The main pheasant season this year opens on Saturday. Although a limited youth hunt took place a couple of weekends ago and a residents-only, public lands-only hunt went on last weekend, this Saturday is the one people call "the opener.'' From what I've read, it sounds like hunting should be good, comparatively speaking. Better than for a couple of years, anyway, and for a lot of people, a poor pheasant hunt is still better than spending an October weekend doing something else.
That's how I saw it back on the farm. If my dad and my big brother and my uncle and his oldest son were tromping through a field of cane or milo, they weren't replacing rotten boards on the branding chute behind the barn or mucking out the feed bunks in the cattle pen or cleaning the last of the oats out of the steel bin up the lane. And if they weren't doing those sorts of chores, then I wasn't, either. In those days, in my young boy's world, it was all about me.
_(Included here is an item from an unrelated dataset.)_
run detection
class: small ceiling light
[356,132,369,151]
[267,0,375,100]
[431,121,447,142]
So even before I grew old enough to carry my own shotgun into the fields, I found pheasant hunting to be a good thing. I was probably 13, or maybe 12, when my dad judged me mature enough to handle a weapon in the company of a relatively small group of other hunters. We usually didn't have giant hunting parties of the sort you sometimes see lined up behind a long row of bagged roosters in old black-and-white photographs. Our hunting parties were usually family and a few neighbors. Occasionally an outsider was allowed to join us. I liked it with only a few, familiar folks around.
I started actually accompanying the hunting parties when I was about eight years old. I didn't carry, as I said, but I did get to watch the way the adults handled their shotguns, how they crawled over barbed-wire fences, how they spaced themselves on a skirmish line to avoid having any members of the party way out front or otherwise in some vulnerable position. Watch and learn, my dad said, so I did. I didn't notice it at the time, but I suppose as I was watching and learning, he was watching me and judging my maturity. Not a bad thing to do with a kid like me.
We didn't hunt with dogs in my younger years. Why would we need to? We had youngsters like me to crash through the cattails in the bottom of a dry lake bed and to run pell-mell through the dry, noisy corn stalks to retrieve a downed pheasant. I didn't have to bring it back and drop it at my dad's scuffed boots, but I did a fair share of retrieving. I was pretty good at it, if I do say so myself, although when we went on duck hunts, I refused to splash into the water after a downed mallard.
Sometime, well after I outgrew my retrieving phase, my dad came home from town with a black lab named Nipper. My dad somehow had the notion that labs were naturally born to be hunting dogs. First time he took Nipper hunting, Dad dropped a pheasant out 50 yards or so and unleashed the hound. Nipper raced out and grabbed that bird, loped back to my dad, did a couple of circles and made a beeline to the far end of the field, where he dropped the rooster next to a corner post. I never retrieved like that.
My first shotgun was an old .410 single shot. Learn to hit a bird on the wing with that and you'll know how to hunt, my dad said. The firing pin didn't always strike true. I was never sure whether I had a bad gun or a bad eye. I didn't learn to hit much with that gun, but if the birds were happy, I was, too. It beat farm work on a Saturday afternoon.